La agresión pasó como si fuera una jugada más del partido, lo que convierte aquella decisión en uno de los fallos más grotescos que se han visto en el fútbol español en mucho tiempo. No se trata de una interpretación dudosa ni de un matiz reglamentario complejo. Se trata de ignorar una agresión clarísima teniendo todas las herramientas posibles para corregirla.
El CTA sigue superándose jornada tras jornada
En cualquier sistema arbitral mínimamente serio, un error así tendría consecuencias inmediatas. No hablamos de un castigo simbólico ni de una reprimenda interna. Hablamos de la famosa “nevera” que el propio CTA utiliza con frecuencia cuando un árbitro se equivoca. Ha habido colegiados que han desaparecido durante semanas por decisiones mucho menos graves que esta. Sin embargo, en este caso el CTA ha decidido hacer justo lo contrario.
Luego el propio comité se sorprende de que el arbitraje español esté bajo sospecha constante y de que cada jornada genere más incredulidad que la anterior. Pero decisiones como esta explican perfectamente por qué. Cuando el organismo que debe velar por la seriedad del arbitraje toma decisiones que parecen sacadas de una ruleta al azar, el resultado es exactamente el que estamos viendo.
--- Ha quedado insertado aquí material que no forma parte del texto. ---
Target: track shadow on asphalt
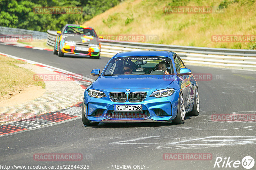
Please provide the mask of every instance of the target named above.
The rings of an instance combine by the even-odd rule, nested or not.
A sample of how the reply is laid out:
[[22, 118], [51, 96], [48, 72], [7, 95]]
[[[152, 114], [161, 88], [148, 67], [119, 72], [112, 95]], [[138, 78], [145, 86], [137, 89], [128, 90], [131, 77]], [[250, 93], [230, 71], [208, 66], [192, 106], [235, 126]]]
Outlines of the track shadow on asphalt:
[[[78, 58], [80, 59], [92, 59], [93, 60], [101, 60], [101, 59], [100, 57], [99, 59], [93, 59], [92, 58], [90, 58], [88, 56], [81, 56], [80, 55], [65, 55], [64, 56], [64, 57], [60, 57], [58, 56], [58, 57], [59, 58]], [[102, 57], [104, 57], [102, 56]]]
[[167, 122], [140, 122], [140, 123], [100, 123], [98, 126], [87, 126], [84, 125], [83, 126], [86, 128], [138, 128], [138, 127], [159, 127], [163, 126], [178, 126], [179, 125], [184, 125], [186, 124], [186, 120], [189, 119], [192, 116], [186, 116], [184, 119], [184, 123], [182, 124], [175, 124], [172, 123]]

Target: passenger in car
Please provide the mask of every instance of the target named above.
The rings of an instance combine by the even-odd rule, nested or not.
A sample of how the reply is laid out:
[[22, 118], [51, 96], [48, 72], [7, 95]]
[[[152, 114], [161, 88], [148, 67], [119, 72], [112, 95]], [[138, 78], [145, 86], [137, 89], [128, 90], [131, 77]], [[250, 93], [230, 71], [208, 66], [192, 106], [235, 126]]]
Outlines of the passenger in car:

Mientras tanto, el árbitro que ignoró una de las agresiones más claras de los últimos años en LaLiga será el encargado de dirigir uno de los partidos más importantes de la jornada. Si el CTA pretendía demostrar que ya no queda nadie al volante dentro del arbitraje español, la designación de Pizarro Gómez para el Athletic Club – Barcelona es probablemente la prueba más clara posible. Si a final de temporada saliesen públicamente diciendo que toda la temporada ha sido una cámara oculta, sería totalmente creíble.